In the end, Mordecai would need to impersonate Haman to defeat Haman. He would need to play with the matches of megalomania to avoid the inferno of genocide. And therein, perhaps, lies a powerful lesson about the meaning- and the limits- of loyalty...

You know, if you are Mordecai, on the eve of that parade – and you eye that golden crown in the corner, those royal robes on the hanger – what do you tell yourself as you contemplate actually putting them on and going forth with abandon into the streets? Who, exactly, are you?

Well, if Mordecai tells himself that he's the guy who never wears the king's clothes; he's the guy who would never touch the king's crown – if that's who he is, then Mordecai fails. If that's who he is, he never goes out into the street on parade, and there's no salvation. Hundreds of thousands of his countrymen die.
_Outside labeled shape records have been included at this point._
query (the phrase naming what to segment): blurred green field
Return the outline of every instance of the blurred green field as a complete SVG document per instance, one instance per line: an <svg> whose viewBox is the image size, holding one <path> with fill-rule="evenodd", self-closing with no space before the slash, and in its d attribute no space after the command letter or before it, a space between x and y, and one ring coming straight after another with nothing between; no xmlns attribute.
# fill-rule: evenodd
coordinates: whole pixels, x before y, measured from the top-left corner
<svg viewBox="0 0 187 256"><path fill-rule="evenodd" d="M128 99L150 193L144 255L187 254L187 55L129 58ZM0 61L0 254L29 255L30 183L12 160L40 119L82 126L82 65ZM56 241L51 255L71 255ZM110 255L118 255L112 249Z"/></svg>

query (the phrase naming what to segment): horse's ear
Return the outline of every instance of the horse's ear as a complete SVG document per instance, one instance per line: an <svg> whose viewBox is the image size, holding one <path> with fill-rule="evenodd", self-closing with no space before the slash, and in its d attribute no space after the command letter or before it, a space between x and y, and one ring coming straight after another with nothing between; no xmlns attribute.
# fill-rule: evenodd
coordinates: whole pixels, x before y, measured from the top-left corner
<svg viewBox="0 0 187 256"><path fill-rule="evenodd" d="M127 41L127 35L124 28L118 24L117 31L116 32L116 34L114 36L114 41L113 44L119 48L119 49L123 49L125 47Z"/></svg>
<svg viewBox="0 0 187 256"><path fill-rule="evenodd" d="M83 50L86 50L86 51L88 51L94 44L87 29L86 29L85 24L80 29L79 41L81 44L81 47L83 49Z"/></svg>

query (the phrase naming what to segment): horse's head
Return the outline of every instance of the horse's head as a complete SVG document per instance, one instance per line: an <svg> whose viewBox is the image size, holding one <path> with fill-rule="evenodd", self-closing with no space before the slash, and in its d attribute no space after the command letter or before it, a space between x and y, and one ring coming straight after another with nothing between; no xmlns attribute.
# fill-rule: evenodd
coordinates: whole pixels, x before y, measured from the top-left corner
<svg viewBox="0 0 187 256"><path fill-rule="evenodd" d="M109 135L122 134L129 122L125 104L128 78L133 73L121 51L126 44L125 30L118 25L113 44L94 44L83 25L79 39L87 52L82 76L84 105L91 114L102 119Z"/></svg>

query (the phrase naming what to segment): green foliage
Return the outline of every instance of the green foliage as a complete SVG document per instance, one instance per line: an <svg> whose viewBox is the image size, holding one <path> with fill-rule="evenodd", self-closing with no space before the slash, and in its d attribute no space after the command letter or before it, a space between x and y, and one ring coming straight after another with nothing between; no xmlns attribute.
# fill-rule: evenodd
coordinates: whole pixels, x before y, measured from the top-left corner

In order for Mordecai to succeed, he needs to understand a deeper truth about what he's always valued. He needs to look past the outer manifestations of his prior deeds, and ask himself what principle animated them. It wasn't ever really about the clothes. It was never about the bowing. Mordecai has to appreciate that what he has really stood for, all along, is the need to pledge yourself to protect the vulnerable, and to do so at great personal expense. If now, he has to do that by playing dress up with the king's clothes, then dammit, that's what he'll do. At the end of the day, it is not about whose clothes you wear; it is about what ideals you serve. And it is by understanding this, that Mordecai succeeds.

Lessons From The Haman And Mordecai Story

So Mordecai in truth, is a loyalist – even to the end, even as he marches around looking like Haman. He is standing up for those who would otherwise be destroyed, just as he always has. Mordecai's story is a story that teaches us all, even generations later, about the great perils and the great promise of loyalty. You can say you are loyal to the bitter end, you can congratulate yourself for that – but what does that really mean? Are you the self-serving loyalist, or the true champion of an ideal larger than yourself? Would you be willing to seem to betray your boss if that's the only way you could really serve him? And would you be willing to take a stand against power – to tread on the edge of treason, to oppose a system that is about to commit terrible, irrevocable harm?

Mordecai's choices in the face of these questions are what made him great. May we have the courage and clarity to emulate his example.